Earlier this month, Pavel, a former NATO official and chief general of the Czech armed forces, conducted a 45-minute video call with Chinese President Xi Jinping. Throughout the campaign, Pavel has taken an anti-CCP stance stating that China should be viewed as more of a security risk than an economic ally. This is a substantial departure from the conciliatory approach taken by current Czech President Miloš Zeman.
Pavel’s foreign policy advisor Petr Kolář became one of the first Western officials to formally visit Taiwan in 2020, with economists judging Taiwan to be more important to the Czech Republic than mainland China.

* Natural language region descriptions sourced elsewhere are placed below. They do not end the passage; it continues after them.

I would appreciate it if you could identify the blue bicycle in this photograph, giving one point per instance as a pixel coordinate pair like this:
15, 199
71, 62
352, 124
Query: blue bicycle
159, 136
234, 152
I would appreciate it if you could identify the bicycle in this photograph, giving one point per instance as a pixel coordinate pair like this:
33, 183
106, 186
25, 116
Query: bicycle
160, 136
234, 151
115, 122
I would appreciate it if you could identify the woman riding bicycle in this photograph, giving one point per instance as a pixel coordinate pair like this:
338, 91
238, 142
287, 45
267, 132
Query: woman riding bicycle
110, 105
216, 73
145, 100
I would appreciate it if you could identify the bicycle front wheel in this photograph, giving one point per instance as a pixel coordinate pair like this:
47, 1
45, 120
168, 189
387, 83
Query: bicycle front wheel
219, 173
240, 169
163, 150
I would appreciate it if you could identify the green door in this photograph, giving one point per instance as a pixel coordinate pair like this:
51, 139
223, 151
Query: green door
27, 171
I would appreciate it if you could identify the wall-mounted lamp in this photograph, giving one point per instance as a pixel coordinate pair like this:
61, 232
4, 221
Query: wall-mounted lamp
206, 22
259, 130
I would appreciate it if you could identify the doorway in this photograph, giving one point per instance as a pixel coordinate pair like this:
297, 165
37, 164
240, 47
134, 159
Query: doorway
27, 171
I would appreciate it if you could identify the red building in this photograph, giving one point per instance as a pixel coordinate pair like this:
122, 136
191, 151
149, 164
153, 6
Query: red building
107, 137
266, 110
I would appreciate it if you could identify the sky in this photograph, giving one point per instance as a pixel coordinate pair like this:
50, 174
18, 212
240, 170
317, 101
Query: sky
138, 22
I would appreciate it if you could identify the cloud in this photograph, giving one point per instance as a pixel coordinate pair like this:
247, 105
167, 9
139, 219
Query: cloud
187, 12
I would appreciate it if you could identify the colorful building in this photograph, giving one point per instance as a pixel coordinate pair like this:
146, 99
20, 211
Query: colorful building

The president-elect also took a call from Ukrainian President Volodymyr Zelensky, who congratulated Pavel on his recent electoral victory and commitment to the Ukrainian wartime cause. Pavel is a vocal champion of Ukraine’s accession to the EU and has stated his intention to make a case for Kyiv to join the bloc in diplomatic trips across Eastern Europe before his inauguration.
A Chinese foreign ministry spokesperson responded to the move by saying that Pavel had stepped over Beejing’s ‘red line’ on the matter. Politico reported Tuesday that Beijing has been attempting to dissuade Pavel from making the call since the election. In 2011, Beijing issued economic sanctions against Lithuania for its increasing economic ties with Taiwan.
The Czech Republic, in line with the rest of the EU, currently follows the ‘One China’ policy that refuses to formally acknowledge the independence of Taiwan, designating the Beijing government as the de facto sole sovereign for the island.
Recently, relations between Taiwan and the Czech Republic have warmed up, with the Taiwanese electronics giant Foxconn becoming a significant employer and strategic asset to the Czech Republic.
The phone call has been compared to a similar move made by then-President-elect Donald Trump in the aftermath of his electoral victory in 2016. Pavel will take office on the 9th of March this year.